The girls proudly wore dresses fashioned in the colors of spring. The style of the dresses fluctuated through the years.

“I believe my mother made mine,” said Hafner.

When asked what she remembered most about the occasion, Hafner mentioned the stifling heat of the Samuel Tyndale Wilson chapel.

“At that time, the chapel had no air,” Hafner said.

Additionally, both Hafner and Hess wore  graduation gowns made from heavy, unbreathable cotton.
“The company would come to campus, measure us and rent the caps and gowns to us,” said Hess.

The students of Hess’s 1967 graduating class, adorned with layers of clothing and perspiration, were organized by height before they marched into the chapel.

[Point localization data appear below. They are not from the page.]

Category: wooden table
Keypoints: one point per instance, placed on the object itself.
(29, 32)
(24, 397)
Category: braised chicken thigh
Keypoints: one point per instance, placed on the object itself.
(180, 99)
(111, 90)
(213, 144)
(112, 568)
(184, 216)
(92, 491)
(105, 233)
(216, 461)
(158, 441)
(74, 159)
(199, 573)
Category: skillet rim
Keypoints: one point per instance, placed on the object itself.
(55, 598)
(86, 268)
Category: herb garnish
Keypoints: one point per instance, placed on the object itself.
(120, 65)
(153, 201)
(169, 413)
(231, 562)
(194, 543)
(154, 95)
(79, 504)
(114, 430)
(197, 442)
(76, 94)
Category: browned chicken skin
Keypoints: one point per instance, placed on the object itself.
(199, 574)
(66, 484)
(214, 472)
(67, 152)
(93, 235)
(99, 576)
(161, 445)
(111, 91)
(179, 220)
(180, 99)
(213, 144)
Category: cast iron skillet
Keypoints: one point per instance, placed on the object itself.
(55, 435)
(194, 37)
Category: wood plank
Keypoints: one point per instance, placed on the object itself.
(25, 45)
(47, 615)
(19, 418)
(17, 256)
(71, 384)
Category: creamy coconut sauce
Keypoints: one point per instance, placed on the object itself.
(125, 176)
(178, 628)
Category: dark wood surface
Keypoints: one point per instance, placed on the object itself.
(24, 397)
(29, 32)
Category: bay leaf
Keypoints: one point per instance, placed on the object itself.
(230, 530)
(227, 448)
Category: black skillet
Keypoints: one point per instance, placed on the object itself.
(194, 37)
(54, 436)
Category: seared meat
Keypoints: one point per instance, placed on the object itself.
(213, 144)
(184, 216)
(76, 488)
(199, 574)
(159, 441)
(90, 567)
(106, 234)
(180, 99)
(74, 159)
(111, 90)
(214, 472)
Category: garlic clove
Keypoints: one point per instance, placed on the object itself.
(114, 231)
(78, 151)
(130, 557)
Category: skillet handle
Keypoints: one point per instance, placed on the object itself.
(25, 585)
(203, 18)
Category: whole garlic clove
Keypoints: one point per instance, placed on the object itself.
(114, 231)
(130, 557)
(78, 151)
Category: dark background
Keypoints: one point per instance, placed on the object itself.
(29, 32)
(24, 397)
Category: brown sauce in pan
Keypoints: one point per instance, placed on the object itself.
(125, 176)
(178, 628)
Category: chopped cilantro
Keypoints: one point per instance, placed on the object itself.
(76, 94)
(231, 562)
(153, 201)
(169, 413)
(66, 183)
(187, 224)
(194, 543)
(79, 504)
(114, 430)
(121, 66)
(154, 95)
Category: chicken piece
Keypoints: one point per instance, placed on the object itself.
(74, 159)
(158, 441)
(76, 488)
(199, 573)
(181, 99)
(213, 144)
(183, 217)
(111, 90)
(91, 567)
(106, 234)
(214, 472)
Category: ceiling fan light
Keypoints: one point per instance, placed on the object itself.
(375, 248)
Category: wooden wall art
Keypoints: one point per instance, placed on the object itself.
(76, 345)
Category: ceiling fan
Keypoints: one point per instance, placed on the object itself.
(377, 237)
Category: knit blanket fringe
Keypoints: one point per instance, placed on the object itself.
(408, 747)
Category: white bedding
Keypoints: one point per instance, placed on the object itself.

“I wanted to walk in with my best friend, but she was two inches shorter than me. To fix the problem, she wore heels and I wore flats on graduation day!” Hess said with a laugh.

Robert Kennedy, on the other hand, recalls a different type of story from his Commencement Ceremony.

After two years of college, Kennedy was unable to continue at MC due to poor grades. Because he was not in school in the fall of 1965, Kennedy was drafted to fight in the Vietnam War.

After his military service, Kennedy returned to MC and graduated in the 1971. He recalled feeling honored to wear the cap and gown at Commencement.

“Not everyone gets a second chance,” Kennedy said.

However, the year 1970 brought with it a series of changes on MC’s campus as well as in the rest of the world.

“Students didn’t want to wear the caps and gowns because it was a set rule. They wanted rid of ‘the establishment,’” said Kennedy.

Between the late 1960’s and 1975, the graduating class was split in half—some students wore caps and gowns while others dressed in what they chose. Beginning in 1975, the senior class took a vote on whether or not the whole class would wear Sunday best or caps and gowns. The results would decide the attire for that year and the vote would be repeated the following year.

Though the Commencement Celebration of 2016 will not feature the “daisy chain” or be held in one of the past chapels, graduating seniors will be walking in the footsteps of nearly two centuries worth of MC alumni.